GG: "Live Your Look" centers around if every decision we make in our lives is potentially like a creative choice, you want to make every creative choice in your own integrity every step of the way. So "Live Your Look" is on one hand saying live your truth in how you represent and present yourself, how you create your look. We always say it's not how you create your look, it's what you do in it that matters. So there's also a lot of other choices that go into your day and if you're in line with your integrity then you're kind of in tune with that convergence of what you want and what the world needs and that sweet spot is where it's at. We want to be as sustainable as possible, we want to be the best versions of ourselves as humans. We want to take care of each other in terms of representation of different cultures and be true to our diverse culture that we represent. We want to be real.

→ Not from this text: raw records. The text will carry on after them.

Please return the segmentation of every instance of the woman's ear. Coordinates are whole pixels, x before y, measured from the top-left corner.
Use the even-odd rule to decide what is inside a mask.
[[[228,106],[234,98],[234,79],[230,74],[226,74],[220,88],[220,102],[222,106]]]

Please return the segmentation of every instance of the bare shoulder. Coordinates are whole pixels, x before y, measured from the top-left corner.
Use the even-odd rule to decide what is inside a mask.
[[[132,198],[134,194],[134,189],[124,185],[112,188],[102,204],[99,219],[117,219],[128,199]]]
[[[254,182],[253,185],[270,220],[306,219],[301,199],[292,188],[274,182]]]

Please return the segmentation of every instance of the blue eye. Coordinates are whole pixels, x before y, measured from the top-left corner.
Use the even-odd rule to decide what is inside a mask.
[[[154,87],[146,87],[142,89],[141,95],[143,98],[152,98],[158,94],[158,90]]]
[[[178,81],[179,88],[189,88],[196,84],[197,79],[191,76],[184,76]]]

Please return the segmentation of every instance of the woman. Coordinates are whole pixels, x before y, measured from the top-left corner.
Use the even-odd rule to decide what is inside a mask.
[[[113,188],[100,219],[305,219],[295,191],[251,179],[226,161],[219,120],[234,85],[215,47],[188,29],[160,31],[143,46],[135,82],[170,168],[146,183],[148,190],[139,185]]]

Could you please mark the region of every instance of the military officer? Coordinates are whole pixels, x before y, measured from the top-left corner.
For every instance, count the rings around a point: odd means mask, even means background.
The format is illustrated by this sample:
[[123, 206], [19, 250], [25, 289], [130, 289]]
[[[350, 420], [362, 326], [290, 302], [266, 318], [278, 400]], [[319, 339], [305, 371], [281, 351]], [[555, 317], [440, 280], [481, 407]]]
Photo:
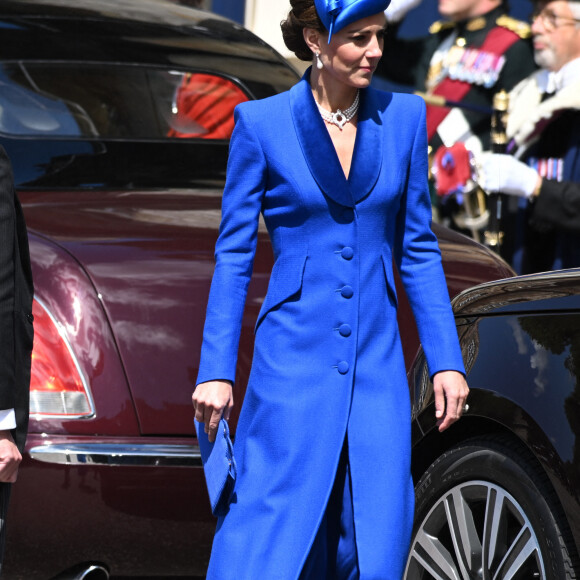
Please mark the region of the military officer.
[[580, 266], [580, 1], [537, 2], [532, 33], [542, 69], [510, 94], [508, 154], [479, 157], [484, 189], [510, 196], [502, 253], [519, 273]]
[[508, 16], [503, 0], [439, 0], [445, 20], [435, 22], [426, 38], [400, 38], [399, 24], [420, 3], [393, 0], [386, 10], [389, 30], [377, 74], [466, 107], [428, 107], [433, 153], [457, 141], [474, 153], [488, 149], [493, 96], [536, 68], [530, 27]]

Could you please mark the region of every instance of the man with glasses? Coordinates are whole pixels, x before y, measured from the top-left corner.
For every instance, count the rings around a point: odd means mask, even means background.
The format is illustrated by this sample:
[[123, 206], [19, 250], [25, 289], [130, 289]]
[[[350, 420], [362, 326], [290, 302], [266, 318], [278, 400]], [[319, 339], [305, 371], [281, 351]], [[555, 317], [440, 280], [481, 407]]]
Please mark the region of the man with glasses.
[[508, 154], [483, 154], [480, 183], [507, 194], [502, 254], [519, 273], [580, 266], [580, 1], [542, 0], [541, 70], [510, 94]]
[[438, 0], [444, 21], [429, 36], [403, 39], [399, 25], [421, 0], [392, 0], [389, 28], [377, 74], [438, 95], [459, 107], [427, 108], [429, 145], [460, 141], [473, 152], [489, 149], [493, 97], [510, 91], [536, 66], [526, 22], [508, 16], [504, 0]]

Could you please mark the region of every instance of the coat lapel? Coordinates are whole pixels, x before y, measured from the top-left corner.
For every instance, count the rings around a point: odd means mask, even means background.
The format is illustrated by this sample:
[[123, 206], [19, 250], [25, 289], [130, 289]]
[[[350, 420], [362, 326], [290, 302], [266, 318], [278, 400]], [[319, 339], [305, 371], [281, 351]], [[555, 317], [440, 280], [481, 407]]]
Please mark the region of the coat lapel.
[[348, 181], [310, 89], [310, 69], [290, 90], [292, 119], [312, 176], [337, 203], [354, 207], [375, 186], [383, 159], [383, 126], [376, 91], [361, 92], [357, 136]]
[[374, 89], [361, 91], [361, 104], [354, 153], [348, 182], [355, 203], [362, 201], [374, 188], [383, 162], [383, 117]]
[[310, 69], [290, 89], [290, 107], [302, 153], [318, 187], [336, 203], [354, 207], [349, 183], [312, 96]]

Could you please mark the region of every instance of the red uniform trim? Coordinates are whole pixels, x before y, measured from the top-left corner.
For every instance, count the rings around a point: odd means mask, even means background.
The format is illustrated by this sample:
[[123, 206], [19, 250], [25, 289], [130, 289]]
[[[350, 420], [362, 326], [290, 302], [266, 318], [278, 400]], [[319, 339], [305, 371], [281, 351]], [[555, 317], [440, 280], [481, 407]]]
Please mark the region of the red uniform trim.
[[[519, 38], [520, 37], [515, 32], [497, 26], [489, 31], [483, 44], [480, 47], [477, 47], [477, 50], [501, 56], [510, 46], [515, 44]], [[461, 101], [467, 95], [471, 87], [472, 85], [467, 81], [454, 80], [445, 77], [432, 91], [432, 94], [441, 95], [442, 97], [453, 101]], [[437, 127], [439, 127], [440, 123], [450, 112], [451, 108], [449, 107], [427, 105], [427, 136], [429, 140], [431, 140], [433, 135], [435, 135]]]

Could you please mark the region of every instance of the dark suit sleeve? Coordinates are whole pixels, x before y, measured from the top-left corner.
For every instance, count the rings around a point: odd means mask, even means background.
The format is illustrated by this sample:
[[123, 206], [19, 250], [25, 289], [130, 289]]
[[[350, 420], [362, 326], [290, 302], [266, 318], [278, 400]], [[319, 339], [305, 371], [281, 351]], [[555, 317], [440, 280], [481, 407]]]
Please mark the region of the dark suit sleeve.
[[580, 234], [580, 184], [544, 179], [531, 219], [561, 231]]
[[12, 169], [0, 148], [0, 409], [15, 406], [14, 239]]
[[530, 39], [520, 39], [505, 52], [505, 64], [501, 69], [494, 92], [502, 89], [508, 93], [523, 79], [537, 70], [534, 47]]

V: And the last question for you is what are the brand’s goals looking into the future?
GG: Representation on our staff and nurturing our own inclusivity, so leading from the inside out. We really do stand by our internal creative team – we do everything in-house and I think that's a big "Live Your Look" moment for us right now. Are we living our look in products? Yes, more every day. Are we living our look like representing the downtown New York creative community in our own staff? Yeah, we are. Are we doing it as founders? Yes, in all our different ways. It's like an internal audit.
ZRR: And to me, it's just like this energy with that very statement. It's like the idea that whatever you put on your face powers you through whatever you've got to do that day. That, in its simplest form, is what we’re looking to do. So it’s inside out, not just outside in.
MR: Milk wasn't just for beauty, for beauty sake, it was really about that core ethos. And that's the other thing, it's not just so much about what Milk Makeup is going to do in the future, I think they're going to do incredible things. It's also about what Milk is going to do in the future. And that's, I think, really exciting because we are really back at kind of ideating around where we go next.
GG: People gravitate toward New York to become themselves because here you have the creative freedom to do that to be exactly who you are, no matter who you are. And that's why the diversity here thrives so much. We wanted Milk Makeup to be this connector of creativity.